Lebende Tumorzellen des Patienten werden „im Reagenzglas“ (in vitro) mit Chemotherapeutika versetzt, die der Onkologe speziell für die Erkrankung auswählt. Nach einigen Tagen wird die Vitalität der Tumorzellen im Labor bestimmt. Das Medikament bei dem die wenigsten Tumorzellen überlebt haben, ist das Wirksamste. Wenn ein ausgewähltes Medikament oder die Kombination unter den Laborbedingungen keine Effektivität zeigt, spricht man von einer Resistenz und die Wirksamkeit gegen den Tumor ist sehr unwahrscheinlich.

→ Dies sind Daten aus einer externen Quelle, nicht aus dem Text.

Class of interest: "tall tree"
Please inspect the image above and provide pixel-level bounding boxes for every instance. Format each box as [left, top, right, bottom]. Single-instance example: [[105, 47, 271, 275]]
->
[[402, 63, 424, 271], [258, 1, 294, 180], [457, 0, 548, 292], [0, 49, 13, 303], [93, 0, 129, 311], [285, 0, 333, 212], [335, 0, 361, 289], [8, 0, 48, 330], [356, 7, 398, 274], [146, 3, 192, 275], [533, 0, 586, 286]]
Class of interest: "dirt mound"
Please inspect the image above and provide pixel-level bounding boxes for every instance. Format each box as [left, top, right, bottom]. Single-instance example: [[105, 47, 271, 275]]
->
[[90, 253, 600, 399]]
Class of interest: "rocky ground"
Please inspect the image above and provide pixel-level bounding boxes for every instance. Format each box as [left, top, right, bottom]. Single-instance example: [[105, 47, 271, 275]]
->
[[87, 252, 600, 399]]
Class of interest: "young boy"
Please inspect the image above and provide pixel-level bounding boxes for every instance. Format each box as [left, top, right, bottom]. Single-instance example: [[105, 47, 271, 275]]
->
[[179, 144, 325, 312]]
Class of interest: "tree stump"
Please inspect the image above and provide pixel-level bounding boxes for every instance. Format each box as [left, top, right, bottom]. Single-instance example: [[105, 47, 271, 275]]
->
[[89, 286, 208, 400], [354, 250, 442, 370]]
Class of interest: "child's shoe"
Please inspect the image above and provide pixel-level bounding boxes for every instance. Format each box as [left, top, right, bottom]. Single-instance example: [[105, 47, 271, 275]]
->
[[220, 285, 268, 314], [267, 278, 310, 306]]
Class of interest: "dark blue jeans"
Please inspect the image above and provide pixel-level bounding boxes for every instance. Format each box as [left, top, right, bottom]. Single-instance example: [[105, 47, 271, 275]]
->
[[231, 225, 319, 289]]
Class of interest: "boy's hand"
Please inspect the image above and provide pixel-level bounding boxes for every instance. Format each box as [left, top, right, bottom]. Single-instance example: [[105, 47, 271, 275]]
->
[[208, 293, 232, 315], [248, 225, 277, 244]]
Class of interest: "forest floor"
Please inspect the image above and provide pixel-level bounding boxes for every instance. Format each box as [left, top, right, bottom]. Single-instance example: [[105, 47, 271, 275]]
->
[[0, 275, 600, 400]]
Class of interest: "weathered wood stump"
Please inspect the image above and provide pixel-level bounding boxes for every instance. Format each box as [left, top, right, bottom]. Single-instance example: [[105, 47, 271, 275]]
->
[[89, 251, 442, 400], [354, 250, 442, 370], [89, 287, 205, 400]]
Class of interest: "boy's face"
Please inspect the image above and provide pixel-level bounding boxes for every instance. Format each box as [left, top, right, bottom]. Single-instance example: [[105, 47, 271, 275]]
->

Somit bietet der Test eine wichtige Entscheidungshilfe bei der Wahl der richtigen Behandlung. Der Test hat sich seit Jahren bei soliden Tumoren wie z. B. Brustkrebs, Ovarialkarzinom, Dickdarmtumoren, Pankreaskrebs, Lungenkrebs und anderen Tumoren bewährt. Vorteile der Untersuchung sind:

  • Optimierung der Chemotherapie[1]
  • Test von Kombinationsschemata möglich, höhere Ansprechraten[2]
  • längeres Überleben[3]
  • Vorhersagewert für die Wirksamkeit, z. B. beim Mammakarzinom ca. 80 %[4] und beim Ovarialkarzinom ca. 85–90 %[5]
  • Turmorresistenzen lassen sich mit annähernd 100%iger Sicherheit voraussagen[6]

Einzelnachweise

  1. Neubauer et al., Anticancer Res. 28, 949 (2008)
  2. Lau et al., Biomed Pharmacother 61, 562 (2007)
  3. Chen et al., Ai Zheng 24, 1018 (2005)
  4. Cree et al., Anti-Cancer Drugs 7, 630 (1996)
  5. Konecny et al., Gynecologic Oncol. 77, 258 (2000)
  6. Kurbacher et al., Methods Mol Med 110, 101 (2005)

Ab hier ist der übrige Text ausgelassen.